La seconda raccomandazione è quella di accrescere il potere dei consumatori attraverso la creazione di identità digitali ‘su misura’, in modo tale che forniscano solo le informazioni necessarie per effettuare una transazione sicura, con più controllo e scelta sui propri dati sensibili.
La terza raccomandazione propone il rafforzamento della sicurezza informatica in tutta l’Ue e la quarta invita a migliorare il coordinamento e la condivisione di informazioni sugli attacchi informatici. Lo stesso Ansip, vicepresidente per il mercato unico digitale, ha riconosciuto che “il parere scientifico è una parte importante della nostra politica di sicurezza informatica e alimenterà il nostro lavoro sulla sicurezza informatica nel 2017″.
Sulla bocca di tutti
La cybersecurity è, a tutti gli effetti, uno degli argomenti dell’anno, come evidenziato da esperti in molti altri campi. La sicurezza informatica è oggi un fattore cruciale, che spazia dalla protezione delle password alle informazioni sulla nostra salute o sul nostro conto corrente bancario, fino alla sicurezza dei server delle aziende e di dati sensibili che spesso sono oggetto di attacchi da parte di hacker. Per non parlare della crescente minaccia del cyberterrorismo.
Ci sono ma non si dice
Solo per fare un esempio, il Worldwide Infrastructure Security Report di Arbor Networks 2016 mette in evidenza come l’innovazione e l’utilizzo dei dispositivi IoT abbiano alimentato enormemente lo scenario degli attacchi informatici nel 2016, con conseguenze sempre più gravi. In particolare, il 53% dei service provider ha indicato di ricevere oltre 21 attacchi al mese, Il 45% degli intervistati che operano in ambito istituzionale ha riferito di aver subito oltre 10 attacchi al mese e il 21% degli operatori di data center afferma di aver riscontrato oltre 50 attacchi al mese.
Un attacco da un milione di dollari
Il costo economico di questi attacchi? Sempre secondo Arbor, il 61% dei data center e cloud provider ha dichiarato di aver subito attacchi che sono riusciti a saturare completamente la banda e quasi un quarto ha dovuto sostenere costi superiori a 100.000dollari a seguito di un grande attacco DDoS, mentre il 5% cita costi superiori al milione di dollari.

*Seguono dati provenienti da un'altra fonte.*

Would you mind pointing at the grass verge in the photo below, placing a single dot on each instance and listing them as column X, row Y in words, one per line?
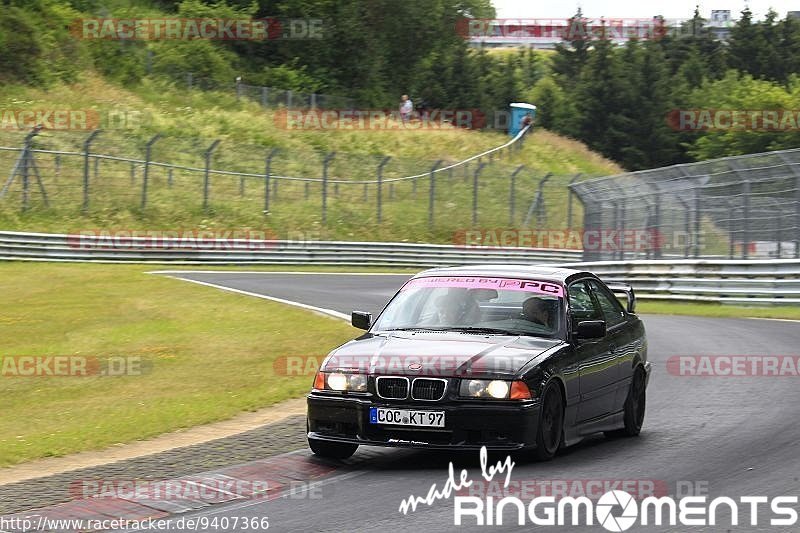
column 206, row 355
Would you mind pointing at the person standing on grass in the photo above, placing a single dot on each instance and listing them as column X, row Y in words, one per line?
column 406, row 107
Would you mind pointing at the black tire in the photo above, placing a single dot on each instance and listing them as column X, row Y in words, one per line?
column 550, row 432
column 635, row 405
column 332, row 450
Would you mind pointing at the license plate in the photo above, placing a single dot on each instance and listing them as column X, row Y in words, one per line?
column 406, row 417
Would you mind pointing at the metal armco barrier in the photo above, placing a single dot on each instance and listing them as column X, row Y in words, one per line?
column 756, row 282
column 82, row 248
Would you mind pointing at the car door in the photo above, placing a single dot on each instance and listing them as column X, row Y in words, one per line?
column 622, row 337
column 597, row 366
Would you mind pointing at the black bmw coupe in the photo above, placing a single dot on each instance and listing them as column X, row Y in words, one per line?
column 506, row 357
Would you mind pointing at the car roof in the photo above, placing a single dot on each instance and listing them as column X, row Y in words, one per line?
column 540, row 272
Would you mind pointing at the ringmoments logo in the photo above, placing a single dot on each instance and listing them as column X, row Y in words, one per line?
column 616, row 510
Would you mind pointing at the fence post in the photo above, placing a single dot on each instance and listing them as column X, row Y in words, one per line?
column 380, row 187
column 697, row 215
column 797, row 216
column 267, row 175
column 325, row 163
column 570, row 194
column 538, row 205
column 206, row 175
column 746, row 218
column 475, row 177
column 147, row 152
column 432, row 194
column 86, row 145
column 512, row 195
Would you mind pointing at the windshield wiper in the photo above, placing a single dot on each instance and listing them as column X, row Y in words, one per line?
column 415, row 328
column 496, row 331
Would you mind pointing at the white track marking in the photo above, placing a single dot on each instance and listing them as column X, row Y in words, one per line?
column 776, row 319
column 328, row 312
column 280, row 272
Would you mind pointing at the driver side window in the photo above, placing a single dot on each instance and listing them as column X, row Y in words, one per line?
column 580, row 303
column 612, row 309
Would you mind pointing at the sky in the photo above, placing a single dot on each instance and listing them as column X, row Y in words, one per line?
column 635, row 8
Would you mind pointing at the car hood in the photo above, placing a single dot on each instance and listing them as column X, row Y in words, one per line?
column 441, row 354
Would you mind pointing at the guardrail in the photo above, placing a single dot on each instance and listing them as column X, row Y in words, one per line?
column 773, row 282
column 97, row 249
column 758, row 282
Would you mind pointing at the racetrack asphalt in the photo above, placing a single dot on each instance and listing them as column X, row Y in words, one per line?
column 724, row 436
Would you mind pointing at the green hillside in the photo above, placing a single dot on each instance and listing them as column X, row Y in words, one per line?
column 191, row 120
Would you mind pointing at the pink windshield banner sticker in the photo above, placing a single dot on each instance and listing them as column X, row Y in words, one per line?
column 508, row 284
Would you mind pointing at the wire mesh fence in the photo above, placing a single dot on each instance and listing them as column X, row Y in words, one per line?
column 745, row 206
column 268, row 97
column 172, row 180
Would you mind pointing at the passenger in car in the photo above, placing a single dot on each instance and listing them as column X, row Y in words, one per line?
column 457, row 307
column 540, row 311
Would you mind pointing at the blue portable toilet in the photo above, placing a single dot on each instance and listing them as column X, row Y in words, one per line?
column 518, row 112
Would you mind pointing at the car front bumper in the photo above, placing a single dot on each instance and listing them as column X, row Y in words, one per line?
column 468, row 425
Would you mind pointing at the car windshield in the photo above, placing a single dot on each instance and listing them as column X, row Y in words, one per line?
column 482, row 304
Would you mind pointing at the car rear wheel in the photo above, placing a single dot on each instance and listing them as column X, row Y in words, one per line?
column 635, row 405
column 332, row 450
column 551, row 424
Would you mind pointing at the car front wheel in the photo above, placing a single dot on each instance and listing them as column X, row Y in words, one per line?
column 551, row 424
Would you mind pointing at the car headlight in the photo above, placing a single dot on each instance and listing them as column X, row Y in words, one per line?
column 339, row 381
column 495, row 388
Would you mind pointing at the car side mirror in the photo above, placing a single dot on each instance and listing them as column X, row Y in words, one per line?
column 361, row 320
column 591, row 329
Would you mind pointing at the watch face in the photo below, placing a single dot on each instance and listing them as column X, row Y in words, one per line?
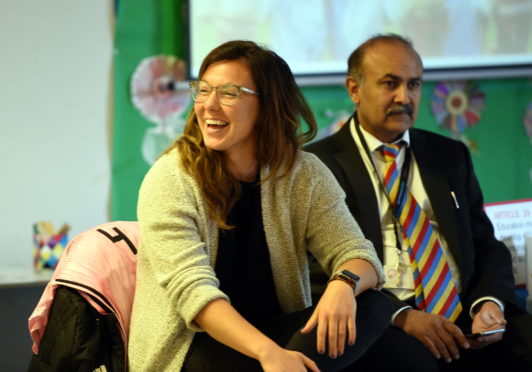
column 352, row 276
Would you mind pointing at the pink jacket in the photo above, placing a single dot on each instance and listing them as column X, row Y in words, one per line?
column 100, row 262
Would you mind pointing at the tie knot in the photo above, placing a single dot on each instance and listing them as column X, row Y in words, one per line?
column 390, row 151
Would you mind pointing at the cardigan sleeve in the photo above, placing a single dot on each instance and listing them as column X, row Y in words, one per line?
column 333, row 234
column 175, row 239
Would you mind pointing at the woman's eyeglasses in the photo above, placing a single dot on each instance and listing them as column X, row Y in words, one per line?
column 228, row 94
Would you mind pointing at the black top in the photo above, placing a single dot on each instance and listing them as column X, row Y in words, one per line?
column 243, row 263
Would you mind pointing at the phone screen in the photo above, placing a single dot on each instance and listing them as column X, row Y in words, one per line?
column 485, row 333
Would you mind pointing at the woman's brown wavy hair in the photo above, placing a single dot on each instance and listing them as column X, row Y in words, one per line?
column 279, row 135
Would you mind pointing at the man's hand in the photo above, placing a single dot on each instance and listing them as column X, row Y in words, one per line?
column 335, row 317
column 436, row 332
column 487, row 318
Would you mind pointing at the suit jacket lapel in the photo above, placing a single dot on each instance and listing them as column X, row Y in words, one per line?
column 431, row 169
column 352, row 165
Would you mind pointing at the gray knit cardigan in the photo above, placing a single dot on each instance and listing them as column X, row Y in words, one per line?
column 175, row 276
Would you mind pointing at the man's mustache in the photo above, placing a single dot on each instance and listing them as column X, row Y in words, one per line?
column 400, row 109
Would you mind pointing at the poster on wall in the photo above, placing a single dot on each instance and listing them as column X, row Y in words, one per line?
column 512, row 222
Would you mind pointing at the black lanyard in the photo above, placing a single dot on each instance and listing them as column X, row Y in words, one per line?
column 403, row 180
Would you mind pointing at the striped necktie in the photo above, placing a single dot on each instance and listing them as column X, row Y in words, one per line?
column 435, row 289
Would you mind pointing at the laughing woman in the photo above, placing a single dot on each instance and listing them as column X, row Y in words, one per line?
column 227, row 216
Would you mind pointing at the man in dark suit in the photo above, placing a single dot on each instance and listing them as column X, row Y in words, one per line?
column 384, row 81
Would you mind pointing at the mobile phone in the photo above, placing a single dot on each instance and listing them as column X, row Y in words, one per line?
column 485, row 333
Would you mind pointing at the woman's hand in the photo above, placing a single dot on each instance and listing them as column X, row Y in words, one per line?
column 278, row 359
column 335, row 317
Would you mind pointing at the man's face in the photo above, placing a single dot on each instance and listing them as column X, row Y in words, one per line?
column 387, row 97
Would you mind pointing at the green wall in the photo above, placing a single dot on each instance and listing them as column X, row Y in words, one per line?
column 502, row 157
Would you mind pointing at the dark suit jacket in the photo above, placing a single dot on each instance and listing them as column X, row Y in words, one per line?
column 445, row 165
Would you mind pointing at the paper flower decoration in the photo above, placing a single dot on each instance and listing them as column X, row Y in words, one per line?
column 457, row 105
column 159, row 91
column 154, row 87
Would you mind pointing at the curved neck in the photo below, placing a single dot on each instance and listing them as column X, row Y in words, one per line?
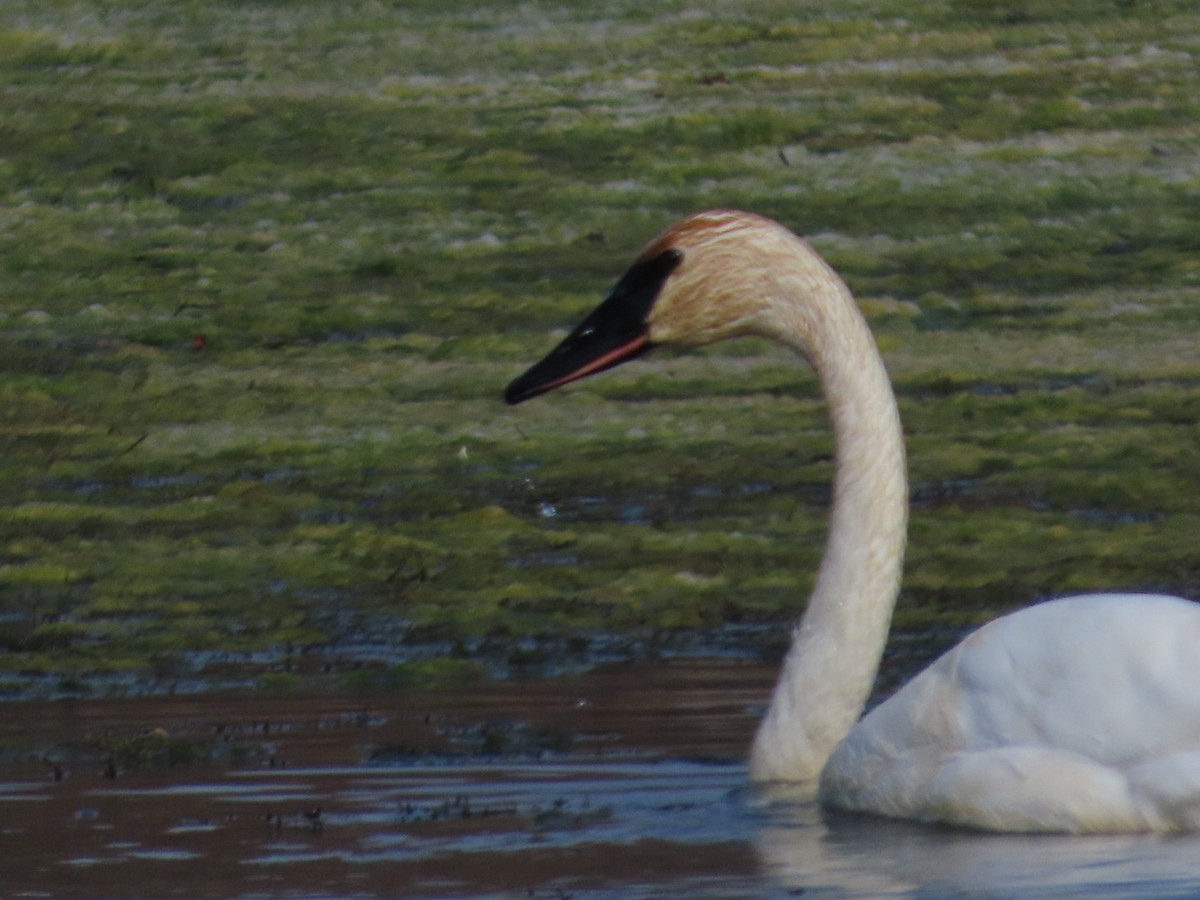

Marco Gioanola, esperto di Arbor, sottolinea che “in alcuni ambiti, come ad esempio i sistemi informatici sulle automobili, è possibile pensare a meccanismi legali di assunzione di responsabilità da parte dei produttori di tali software in caso di danni o incidenti, ma è difficile immaginare che un produttore di webcam dai costi bassissimi possa dedicare molta attenzione alla sicurezza informatica. Tutti gli attori in campo – utenti, vendor, ISP – dovrebbero attenersi a buone norme di comportamento e quindi cambiare le password agli apparati, sviluppare software sicuri e filtrare preventivamente il traffico evidentemente malevolo”.